Prohibition is often double-edged. In many cases, it is perfectly logical and therefore rationally acceptable. Yet, it is also edged with unreason. The zeal with which a ban is imposed and the desire to defy it could both tip over into perverse excess. The Union health minister is to be lauded for acting on his vision of good health firmly and clear-headedly. It is now established beyond doubt that tobacco kills. And although the modern understanding of freedom can make room for those who knowingly choose to harm themselves, it cannot allow harming others knowingly, for that is what passive smoking amounts to. The nationwide ban on smoking in public places is action taken on all these grounds. But choosing the Mahatma’s birthday to kick it off is to obscure its impeccable medical logic with an unwarranted moral symbolism. Yet, when the State takes it upon itself to regulate private freedoms for the sake of public well-being, it is not just Indian lungs that are going to fare better. Stopping to think about others before lighting up, an unthinking reflex for many, is bound to increase the sum of what the national campaign calls “basic human consideration”.

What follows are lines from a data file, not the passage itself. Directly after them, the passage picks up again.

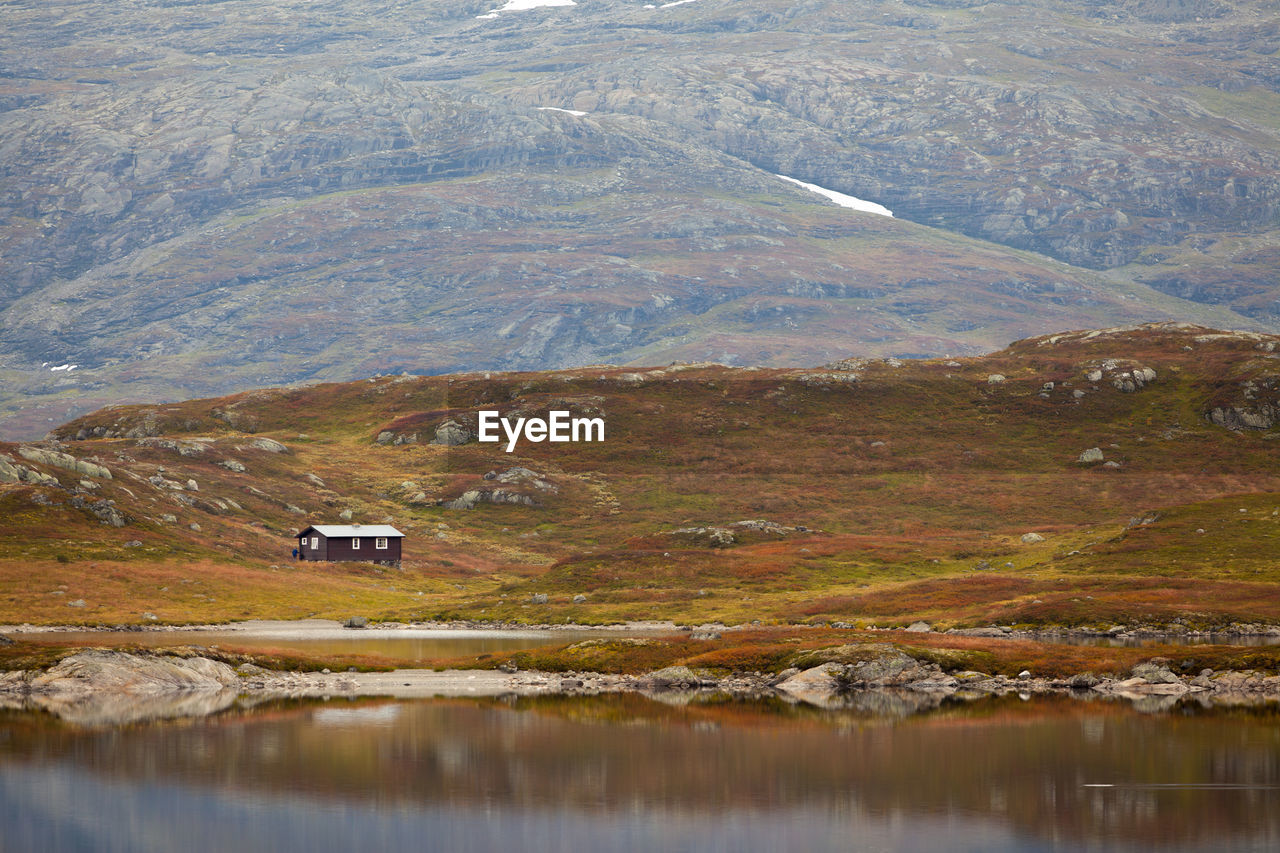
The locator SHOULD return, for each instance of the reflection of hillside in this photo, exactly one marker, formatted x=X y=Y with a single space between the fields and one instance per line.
x=1008 y=761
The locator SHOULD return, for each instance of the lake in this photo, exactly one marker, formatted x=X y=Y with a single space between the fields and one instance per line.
x=627 y=772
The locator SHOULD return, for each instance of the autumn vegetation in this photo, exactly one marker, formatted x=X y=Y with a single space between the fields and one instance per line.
x=886 y=492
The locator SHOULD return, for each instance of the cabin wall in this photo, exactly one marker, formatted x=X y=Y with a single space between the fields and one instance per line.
x=338 y=550
x=341 y=551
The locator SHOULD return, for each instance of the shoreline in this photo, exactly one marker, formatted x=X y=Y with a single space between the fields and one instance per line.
x=314 y=628
x=109 y=687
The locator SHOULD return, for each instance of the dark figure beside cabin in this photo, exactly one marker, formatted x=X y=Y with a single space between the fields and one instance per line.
x=351 y=543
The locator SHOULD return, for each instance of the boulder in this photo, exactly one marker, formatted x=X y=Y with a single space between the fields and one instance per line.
x=817 y=685
x=1155 y=673
x=64 y=461
x=123 y=673
x=451 y=433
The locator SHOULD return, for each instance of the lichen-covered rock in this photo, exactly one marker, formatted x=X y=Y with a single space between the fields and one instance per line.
x=64 y=461
x=124 y=673
x=451 y=433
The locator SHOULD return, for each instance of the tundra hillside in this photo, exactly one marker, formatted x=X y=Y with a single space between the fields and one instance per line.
x=204 y=197
x=1125 y=477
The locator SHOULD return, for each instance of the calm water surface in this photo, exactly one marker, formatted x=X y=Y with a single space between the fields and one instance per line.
x=625 y=772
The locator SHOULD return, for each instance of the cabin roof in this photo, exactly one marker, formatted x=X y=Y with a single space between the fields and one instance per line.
x=353 y=530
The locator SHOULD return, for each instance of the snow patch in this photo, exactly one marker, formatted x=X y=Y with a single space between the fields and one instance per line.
x=841 y=199
x=525 y=5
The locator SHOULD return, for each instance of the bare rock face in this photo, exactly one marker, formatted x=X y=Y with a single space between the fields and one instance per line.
x=451 y=433
x=64 y=461
x=101 y=670
x=158 y=169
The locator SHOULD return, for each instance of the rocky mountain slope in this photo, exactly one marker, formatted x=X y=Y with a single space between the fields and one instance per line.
x=1124 y=477
x=200 y=197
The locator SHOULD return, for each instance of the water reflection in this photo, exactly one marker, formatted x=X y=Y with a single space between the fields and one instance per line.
x=629 y=772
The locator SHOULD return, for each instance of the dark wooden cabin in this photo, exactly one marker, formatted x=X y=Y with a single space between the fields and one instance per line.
x=351 y=543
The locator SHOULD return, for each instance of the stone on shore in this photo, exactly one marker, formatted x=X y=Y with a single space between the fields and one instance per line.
x=95 y=670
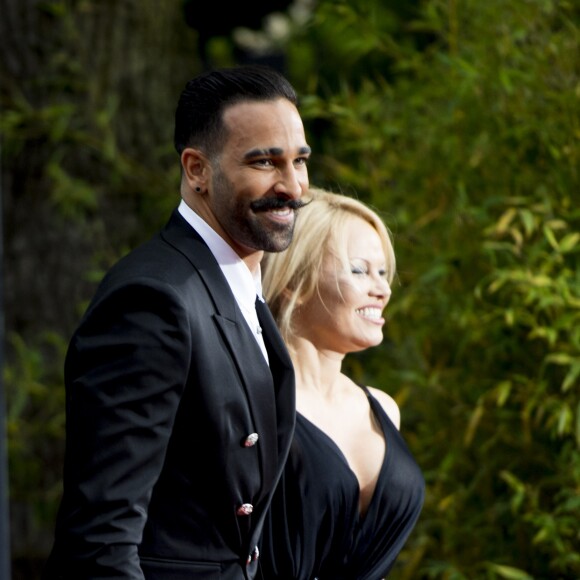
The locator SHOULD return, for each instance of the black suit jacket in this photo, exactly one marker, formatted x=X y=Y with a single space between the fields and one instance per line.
x=165 y=383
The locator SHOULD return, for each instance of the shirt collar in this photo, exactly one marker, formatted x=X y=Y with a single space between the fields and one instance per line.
x=244 y=284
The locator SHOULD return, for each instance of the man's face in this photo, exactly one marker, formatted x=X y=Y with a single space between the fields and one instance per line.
x=259 y=177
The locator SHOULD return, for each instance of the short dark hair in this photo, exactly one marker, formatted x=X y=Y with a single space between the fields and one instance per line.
x=199 y=114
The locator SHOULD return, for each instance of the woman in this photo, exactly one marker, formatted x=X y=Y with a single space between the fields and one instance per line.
x=351 y=492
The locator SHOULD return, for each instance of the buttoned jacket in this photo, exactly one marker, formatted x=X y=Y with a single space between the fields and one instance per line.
x=177 y=428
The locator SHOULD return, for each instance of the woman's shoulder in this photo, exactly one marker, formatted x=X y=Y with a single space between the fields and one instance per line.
x=389 y=405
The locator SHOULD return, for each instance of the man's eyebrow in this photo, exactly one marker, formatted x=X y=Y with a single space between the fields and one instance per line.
x=274 y=152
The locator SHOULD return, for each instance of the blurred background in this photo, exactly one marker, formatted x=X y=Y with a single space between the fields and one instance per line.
x=458 y=120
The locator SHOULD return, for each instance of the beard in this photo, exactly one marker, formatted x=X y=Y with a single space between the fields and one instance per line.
x=245 y=221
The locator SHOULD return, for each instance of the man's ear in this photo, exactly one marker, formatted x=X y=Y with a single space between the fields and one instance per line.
x=195 y=168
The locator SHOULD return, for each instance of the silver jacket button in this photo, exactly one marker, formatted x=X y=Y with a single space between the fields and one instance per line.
x=251 y=440
x=245 y=509
x=253 y=556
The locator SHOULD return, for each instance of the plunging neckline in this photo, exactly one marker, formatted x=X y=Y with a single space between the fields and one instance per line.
x=333 y=445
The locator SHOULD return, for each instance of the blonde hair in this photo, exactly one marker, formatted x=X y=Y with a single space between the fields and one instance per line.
x=291 y=277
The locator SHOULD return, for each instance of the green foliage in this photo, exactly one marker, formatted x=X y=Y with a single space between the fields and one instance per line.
x=461 y=126
x=35 y=423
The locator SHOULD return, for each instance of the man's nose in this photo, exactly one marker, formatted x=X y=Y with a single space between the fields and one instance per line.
x=292 y=183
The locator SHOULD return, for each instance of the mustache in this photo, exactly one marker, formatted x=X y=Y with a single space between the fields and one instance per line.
x=269 y=203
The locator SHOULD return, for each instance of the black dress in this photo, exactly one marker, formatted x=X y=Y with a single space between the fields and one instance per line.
x=314 y=530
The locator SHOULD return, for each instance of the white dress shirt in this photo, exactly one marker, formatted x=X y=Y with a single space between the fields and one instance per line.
x=245 y=285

What remains questionable, however, is the way the health minister has chosen to impose the ban. A gradually phased imposition would have worked better, instead of plunging the country in various kinds of unreadiness. From the printing of challans for the fines to the construction of separately ventilated smoking rooms in restaurants, the practical consequences of the ban requires massive changes in the way things have to be done, quite apart from the careful awareness-raising that must accompany such a projected change in human behaviour. The minister’s prohibitionism must also work out its sensible limits, instead of extending itself uncritically to censoring films and regulating endorsements. Cigarette-smoking is one thing, but indulging in burgers and fizzy drinks quite another, and the State must think several times before regulating adult freedoms in the name of public welfare. It also remains to be seen how rural India reacts to and absorbs such a ban, for almost all of the campaigning so far has been with the urban smoker, active or passive, in mind. There is a great deal at stake, the minister will have realized by now, when it comes to things as banal as cigarettes and condoms.